The B.1.1.7 variant is already estimated to be the cause of 8 percent of new cases in Florida, a popular spring break location.

“This surge in young people may be followed weeks later with increased cases in more vulnerable individuals,” Weisenberg said.

This is another reason to accelerate vaccination of at-risk groups, Weisenberg adds.

Only 13.5 percent of the U.S. population has been vaccinated, which means the virus can still spread rapidly.

As long as we haven’t reached herd immunity — which occurs when most of the population has some level of immunity through both previous infection and vaccination — new surges will likely occur, according to Bosa-Osorio.

Health experts are also concerned that a new surge could lead to new variants.

“The more the virus transmits, the more chances it has to replicate, mutate, and emerge new variants,” Weisenberg explained.

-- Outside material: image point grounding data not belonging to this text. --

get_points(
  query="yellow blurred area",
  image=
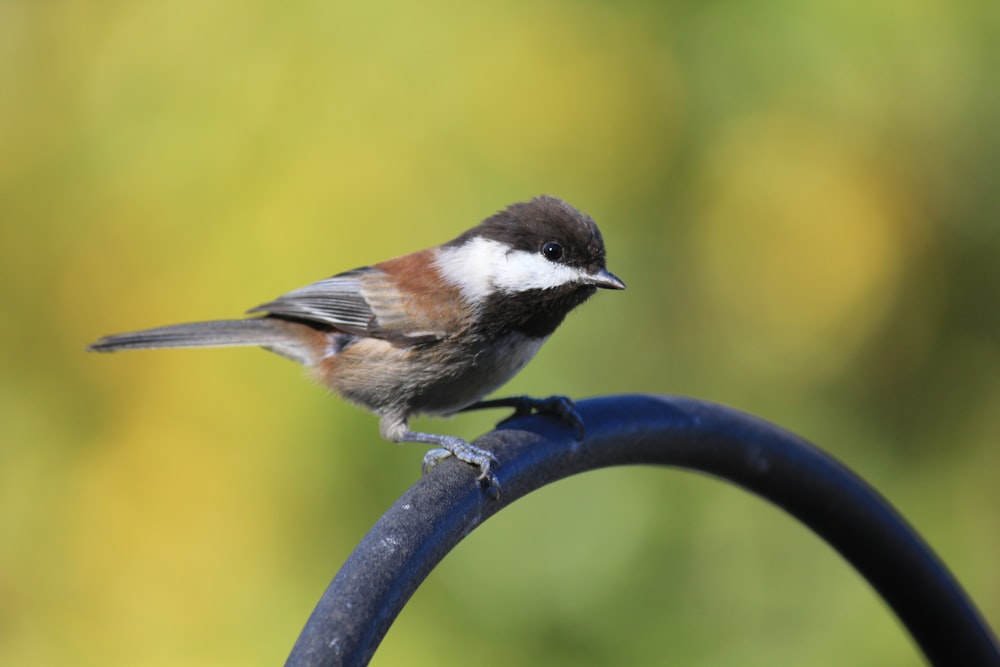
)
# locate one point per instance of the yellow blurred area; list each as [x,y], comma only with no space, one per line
[800,198]
[801,241]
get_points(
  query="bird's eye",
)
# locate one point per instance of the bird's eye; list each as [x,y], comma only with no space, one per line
[552,251]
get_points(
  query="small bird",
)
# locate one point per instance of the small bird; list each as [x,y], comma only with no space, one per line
[432,332]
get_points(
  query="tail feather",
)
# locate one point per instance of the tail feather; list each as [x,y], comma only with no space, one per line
[261,332]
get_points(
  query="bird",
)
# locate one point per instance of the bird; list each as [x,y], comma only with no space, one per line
[432,332]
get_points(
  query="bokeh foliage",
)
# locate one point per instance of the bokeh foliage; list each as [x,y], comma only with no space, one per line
[802,197]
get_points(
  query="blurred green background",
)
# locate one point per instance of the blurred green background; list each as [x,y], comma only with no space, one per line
[801,196]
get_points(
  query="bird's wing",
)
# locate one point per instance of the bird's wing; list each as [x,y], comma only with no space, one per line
[362,302]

Unvaccinated travelers — many of whom include the young adults traveling for spring break — have the highest risk of contracting and transmitting the new coronavirus compared to people who are vaccinated.

“They can reduce their odds of getting infected by avoiding indoor settings, particularly with poor ventilation,” said Weisenberg. Masks and physical distancing can also curb the spread.

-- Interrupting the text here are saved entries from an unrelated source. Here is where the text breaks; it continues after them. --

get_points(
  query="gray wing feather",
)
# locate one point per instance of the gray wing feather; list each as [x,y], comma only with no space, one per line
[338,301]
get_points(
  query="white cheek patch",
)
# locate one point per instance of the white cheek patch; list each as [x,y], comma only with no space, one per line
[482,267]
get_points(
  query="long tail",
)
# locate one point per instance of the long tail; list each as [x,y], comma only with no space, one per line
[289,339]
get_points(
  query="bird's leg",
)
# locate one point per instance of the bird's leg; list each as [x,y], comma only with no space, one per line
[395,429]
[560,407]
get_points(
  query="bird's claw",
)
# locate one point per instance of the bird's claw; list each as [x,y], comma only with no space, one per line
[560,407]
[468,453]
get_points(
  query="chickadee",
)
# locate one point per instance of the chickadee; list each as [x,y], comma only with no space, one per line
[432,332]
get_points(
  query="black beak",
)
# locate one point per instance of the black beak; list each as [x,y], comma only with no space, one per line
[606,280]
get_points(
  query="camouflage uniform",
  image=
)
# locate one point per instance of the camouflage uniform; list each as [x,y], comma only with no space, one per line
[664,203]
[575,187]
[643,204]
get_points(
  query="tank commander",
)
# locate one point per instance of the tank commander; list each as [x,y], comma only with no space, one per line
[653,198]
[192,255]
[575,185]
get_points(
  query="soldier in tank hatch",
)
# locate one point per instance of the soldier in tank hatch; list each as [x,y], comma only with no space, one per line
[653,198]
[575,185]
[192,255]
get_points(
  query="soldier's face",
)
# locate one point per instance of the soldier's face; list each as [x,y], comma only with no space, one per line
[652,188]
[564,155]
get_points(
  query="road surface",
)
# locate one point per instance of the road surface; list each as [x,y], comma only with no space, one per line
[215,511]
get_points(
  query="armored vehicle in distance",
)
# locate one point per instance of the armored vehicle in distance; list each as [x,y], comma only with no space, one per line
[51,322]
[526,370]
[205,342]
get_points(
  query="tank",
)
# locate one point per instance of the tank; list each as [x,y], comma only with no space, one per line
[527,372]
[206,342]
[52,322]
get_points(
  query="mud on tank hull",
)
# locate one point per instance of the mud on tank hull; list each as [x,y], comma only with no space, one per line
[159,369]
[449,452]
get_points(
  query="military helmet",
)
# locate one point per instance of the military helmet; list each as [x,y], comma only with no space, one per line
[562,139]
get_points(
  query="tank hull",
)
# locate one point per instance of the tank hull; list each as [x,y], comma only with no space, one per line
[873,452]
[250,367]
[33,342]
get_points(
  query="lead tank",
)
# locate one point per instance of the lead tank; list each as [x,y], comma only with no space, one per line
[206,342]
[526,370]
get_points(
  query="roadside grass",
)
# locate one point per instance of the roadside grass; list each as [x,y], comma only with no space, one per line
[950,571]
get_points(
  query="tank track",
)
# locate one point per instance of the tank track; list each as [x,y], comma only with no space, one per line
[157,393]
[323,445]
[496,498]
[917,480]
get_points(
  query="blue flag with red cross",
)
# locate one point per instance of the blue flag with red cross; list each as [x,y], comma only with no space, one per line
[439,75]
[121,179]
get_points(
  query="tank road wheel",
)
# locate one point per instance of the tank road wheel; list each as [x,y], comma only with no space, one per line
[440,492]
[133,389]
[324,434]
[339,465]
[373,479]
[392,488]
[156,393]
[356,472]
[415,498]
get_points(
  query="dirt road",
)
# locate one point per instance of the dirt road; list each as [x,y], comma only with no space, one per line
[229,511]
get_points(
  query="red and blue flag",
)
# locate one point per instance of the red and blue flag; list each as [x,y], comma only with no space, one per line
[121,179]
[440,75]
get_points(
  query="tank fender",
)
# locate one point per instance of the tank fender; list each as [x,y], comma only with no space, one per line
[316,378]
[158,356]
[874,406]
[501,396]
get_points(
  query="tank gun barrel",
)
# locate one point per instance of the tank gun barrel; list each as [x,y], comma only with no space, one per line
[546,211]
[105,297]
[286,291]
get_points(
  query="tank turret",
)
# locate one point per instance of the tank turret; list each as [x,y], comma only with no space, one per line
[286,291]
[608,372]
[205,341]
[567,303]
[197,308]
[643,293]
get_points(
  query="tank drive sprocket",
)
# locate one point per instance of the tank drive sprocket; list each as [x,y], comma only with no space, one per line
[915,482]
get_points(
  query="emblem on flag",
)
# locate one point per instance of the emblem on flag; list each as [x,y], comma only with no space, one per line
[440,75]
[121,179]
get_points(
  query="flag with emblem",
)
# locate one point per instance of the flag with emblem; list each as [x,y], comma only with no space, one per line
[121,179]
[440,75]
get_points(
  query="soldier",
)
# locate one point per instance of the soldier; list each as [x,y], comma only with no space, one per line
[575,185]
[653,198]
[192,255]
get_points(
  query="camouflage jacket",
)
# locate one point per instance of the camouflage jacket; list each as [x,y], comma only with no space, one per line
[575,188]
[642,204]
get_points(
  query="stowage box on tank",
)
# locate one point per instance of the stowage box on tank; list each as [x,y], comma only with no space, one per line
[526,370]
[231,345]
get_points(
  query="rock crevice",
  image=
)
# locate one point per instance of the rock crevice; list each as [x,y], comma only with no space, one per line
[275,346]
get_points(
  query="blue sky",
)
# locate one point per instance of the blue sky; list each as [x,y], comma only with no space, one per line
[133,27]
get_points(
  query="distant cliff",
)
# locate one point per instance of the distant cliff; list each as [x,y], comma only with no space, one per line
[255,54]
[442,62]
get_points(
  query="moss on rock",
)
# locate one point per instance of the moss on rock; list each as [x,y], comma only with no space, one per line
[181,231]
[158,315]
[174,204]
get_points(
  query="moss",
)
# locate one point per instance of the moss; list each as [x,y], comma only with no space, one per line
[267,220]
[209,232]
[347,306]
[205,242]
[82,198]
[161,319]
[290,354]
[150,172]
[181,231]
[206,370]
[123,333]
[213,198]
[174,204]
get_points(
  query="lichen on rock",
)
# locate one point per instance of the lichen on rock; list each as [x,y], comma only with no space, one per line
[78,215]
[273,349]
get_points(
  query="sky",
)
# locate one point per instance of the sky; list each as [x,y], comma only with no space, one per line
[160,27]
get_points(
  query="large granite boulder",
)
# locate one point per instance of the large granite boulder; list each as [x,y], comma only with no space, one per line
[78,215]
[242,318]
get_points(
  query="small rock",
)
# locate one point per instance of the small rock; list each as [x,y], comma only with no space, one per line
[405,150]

Vaccinated spring breakers have a lower risk of getting sick, since the shots are highly effective. Clinical trials have found that the vaccines are 100 percent effective against hospitalization and death.

While vaccinated people will be protected, there will likely be breakthrough infections.

Bosa-Osorio says unvaccinated spring breakers should quarantine from others for about 2 weeks after their trip. It might also be a good idea to get tested for COVID-19 1 to 2 weeks after returning.

Vaccinated people have a lower chance of getting severely ill, and recent evidence suggests they’re also less likely to transmit the novel coronavirus.

“Their need for isolation and testing after travel is not well defined, though the risk is not zero, so if they are around vulnerable individuals they should continue mask-wearing and social distancing after [their] return,” said Weisenberg.

During spring break in 2020, just weeks after COVID-19 was declared a global pandemic, the new coronavirus spread quickly. Spring breakers also brought the virus home and triggered new outbreaks in their local communities.

With millions of people, many of whom are unvaccinated, flocking to bars and beaches for this year’s spring break, health officials are concerned that there may be another surge in the coming weeks.